Robert Doverspike received his undergraduate degree from the University of Colorado and Masters and Ph.D. degrees in Mathematics from Rensselaer Polytechnic Institute. Dr. Doverspike started with Bell Labs in 1979 and, upon divestiture of the Bell System, went to Bellcore (now Telcordia). In 1997 he went to AT&T Labs (Research) and is now Director of the Transport Network Evolution Research Department. Dr. Doverspike has made extensive contributions to the field of optimization in multi-layered transmission and switching networks and pioneered the concept of packet transport in metro and long distance networks. His work also includes advanced transport and IP network architectures, network restoration methods for optical cross-connects (for which he has numerous patents), and methods for IP over optical-layer integration. He has published broadly in journals on Telecommunications, Optical Networking, Mathematical Programming, IEEE CommSoc, Operations Research, Applied Probability, and Network Management. He is member of the Mathematical Programming Society, Optical Society of America (OSA), a Senior Member of IEEE Communications Society, and an INFORMS Fellow. He serves as associate editor of the Journals of Heuristics and Operations Research and has held key leadership positions of multiple international telecommunications societies and conferences, most prominently the INFORMS Technical Section on Telecommunications.

Gladisch
Optics in the Context of Network Convergence
Andreas Gladisch, Head, Network Architecture Dept., Deutsch Telecom, Germany

Andreas Gladisch received the Dipl.Ing.

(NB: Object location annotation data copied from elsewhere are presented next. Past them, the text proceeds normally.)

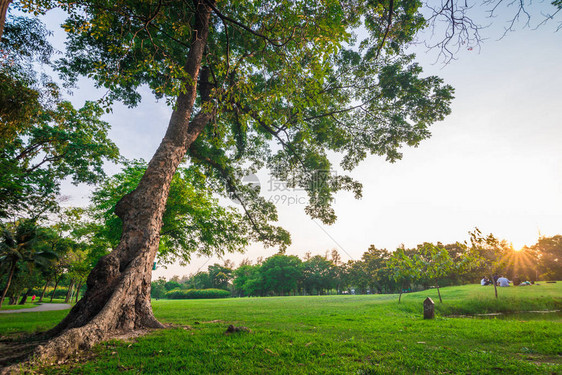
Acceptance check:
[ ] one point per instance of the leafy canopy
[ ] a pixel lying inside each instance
(292, 82)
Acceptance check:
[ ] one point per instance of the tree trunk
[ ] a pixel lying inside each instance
(44, 290)
(69, 292)
(12, 270)
(117, 296)
(55, 289)
(24, 298)
(78, 290)
(4, 5)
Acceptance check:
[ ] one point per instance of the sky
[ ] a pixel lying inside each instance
(495, 163)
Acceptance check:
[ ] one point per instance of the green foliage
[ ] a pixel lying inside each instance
(193, 222)
(550, 257)
(197, 294)
(43, 139)
(286, 94)
(280, 273)
(318, 275)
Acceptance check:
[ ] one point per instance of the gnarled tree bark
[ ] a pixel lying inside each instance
(117, 298)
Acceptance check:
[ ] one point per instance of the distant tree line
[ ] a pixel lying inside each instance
(379, 270)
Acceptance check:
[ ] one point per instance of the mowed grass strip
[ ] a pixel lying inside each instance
(338, 335)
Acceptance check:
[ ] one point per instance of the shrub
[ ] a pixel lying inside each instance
(197, 293)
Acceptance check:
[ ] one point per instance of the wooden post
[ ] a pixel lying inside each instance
(428, 308)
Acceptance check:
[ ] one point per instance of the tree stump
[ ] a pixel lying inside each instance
(428, 308)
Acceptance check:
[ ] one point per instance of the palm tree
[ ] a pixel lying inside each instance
(17, 244)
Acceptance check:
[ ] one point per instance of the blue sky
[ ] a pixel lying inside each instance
(495, 163)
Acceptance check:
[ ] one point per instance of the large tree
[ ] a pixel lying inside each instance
(43, 139)
(253, 84)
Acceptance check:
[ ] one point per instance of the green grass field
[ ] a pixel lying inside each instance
(28, 304)
(335, 335)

Degree in Theoretical Electrotechnics from the Technical University of Ilmenau, and the PhD in Optical Communication from Humboldt University Berlin. He joined the Research Institute of Deutsche Telekom in 1991 where he was involved in projects on WDM networks, for example European Research Projects, like ACTS-Meton, ACTS-Demon, ACTS-Moon. He was involved in projects dealing with the short term development of Deutsche Telekom transport network especially the migration of SDH and WDM, including the development and assessment of different network scenarios. He has been responsible for a projects covering the mid term strategy of the transport network and the harmonisation of the transport networks of Deutsche-Telekom-Group. Currently he is involved in projects dealing with the planning roll-out of NGN-architecture.Dr. Gladisch is member of ITG and IEEE and he has authored or co-authored more than 90 national and international technical conference- or journal-papers.

Ward
Integration of IP and DWDM: The Future is the Router

David Ward, Cisco, USA

David Ward is a Cisco Fellow and is the architect of IOS-XR, Cisco's Service Provider operating system and co-architect of the 92 Terabit CRS-1. He is currently designing the next generation platforms for the Service Provider environment. David is known in the industry because of his knowledge and expertise in IP/MPLS routing, high availability, network design, and systems software. He is the WG chair of four IETF Working Groups: IS-IS, HIP, BFD and Softwires. He speaks frequently at the North American Network Operators Group (NANOG), IETF, IEEE and RIPE conferences and collaborates with several university and private research groups, including MIT and Tsinghua University.